🤖 AI Summary
This work addresses the limitation of existing benchmarks, which predominantly assess literal theory of mind (ToM) and fail to evaluate agents’ capacity for reasoning and coordination based on implicit beliefs in embodied collaboration—termed functional ToM. We propose and formalize the first evaluation framework for functional ToM, introducing a 3D household environment benchmark comprising 300 dynamically evolving tasks characterized by partial observability, private information, and constrained communication.
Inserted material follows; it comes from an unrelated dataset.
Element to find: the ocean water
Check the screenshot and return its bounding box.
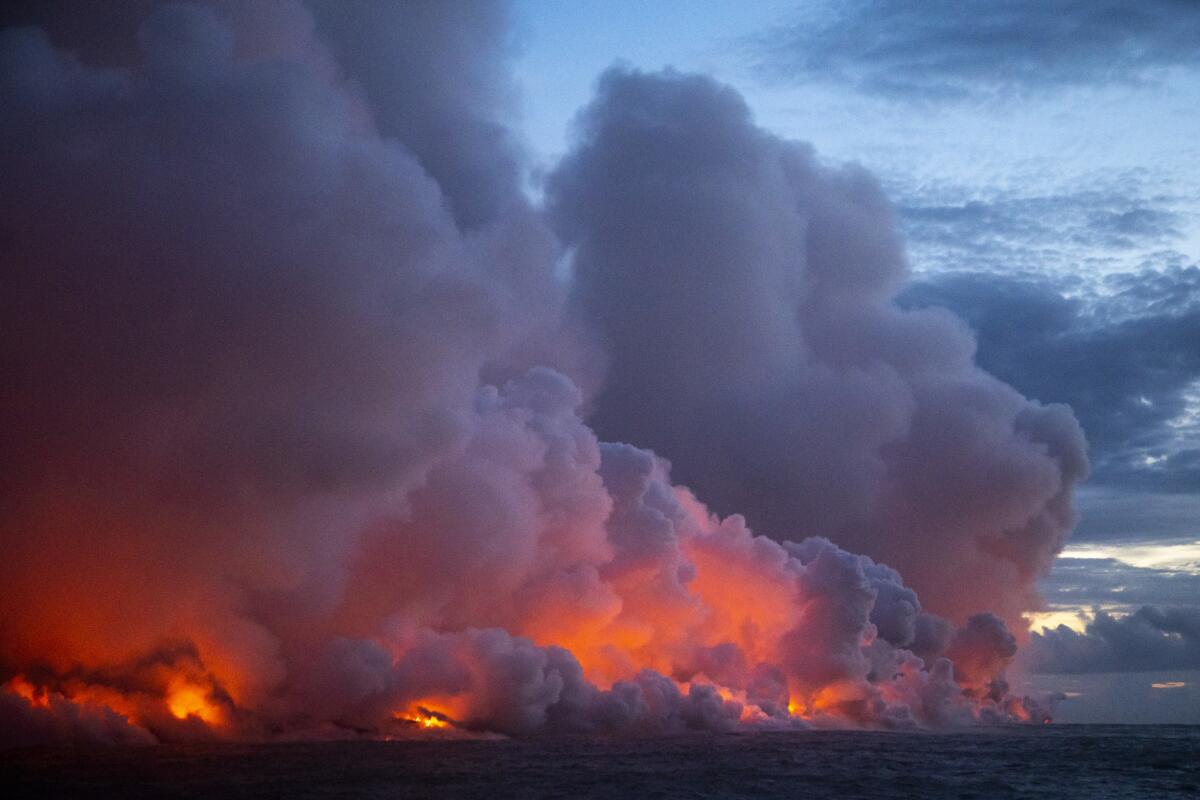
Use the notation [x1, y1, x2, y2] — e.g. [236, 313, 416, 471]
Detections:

Tasks are validated for solvability and cognitive depth and can be automatically scaled to higher difficulty levels as model capabilities advance. Experiments reveal that seven state-of-the-art models achieve a 0.0% functional completion rate (Pass³) on challenging tasks despite attaining 45.0% accuracy on literal belief-based questions; 93% of failures stem from breakdowns in cognitive coordination, underscoring the benchmark’s critical role in evaluating ToM in embodied collaborative settings.
📝 Abstract
Theory of Mind (ToM), the ability to track others epistemic state, makes humans efficient collaborators. AI agents need the same capacity in multi agent settings, yet existing benchmarks mostly test literal ToM by asking direct belief questions. The ability act optimally on implicit beliefs in embodied environments, called functional ToM, remains largely untested. We introduce EnactToM, an evolving benchmark of 300 embodied multi-agent tasks set in a 3D household with partial observability, private information, and constrained communication. Each task is formally verified for solvability and required epistemic depth, and new tasks are generated increase difficulty as models improve. On the hard split, all seven evaluated frontier models score 0.0% Pass^3 on functional task completion, while averaging 45.0% on literal belief probes. Manual analysis traces 93% of sampled failures to epistemic coordination breakdowns such as withheld information, ignored partner constraints, and misallocated messages, providing a concrete target for future work.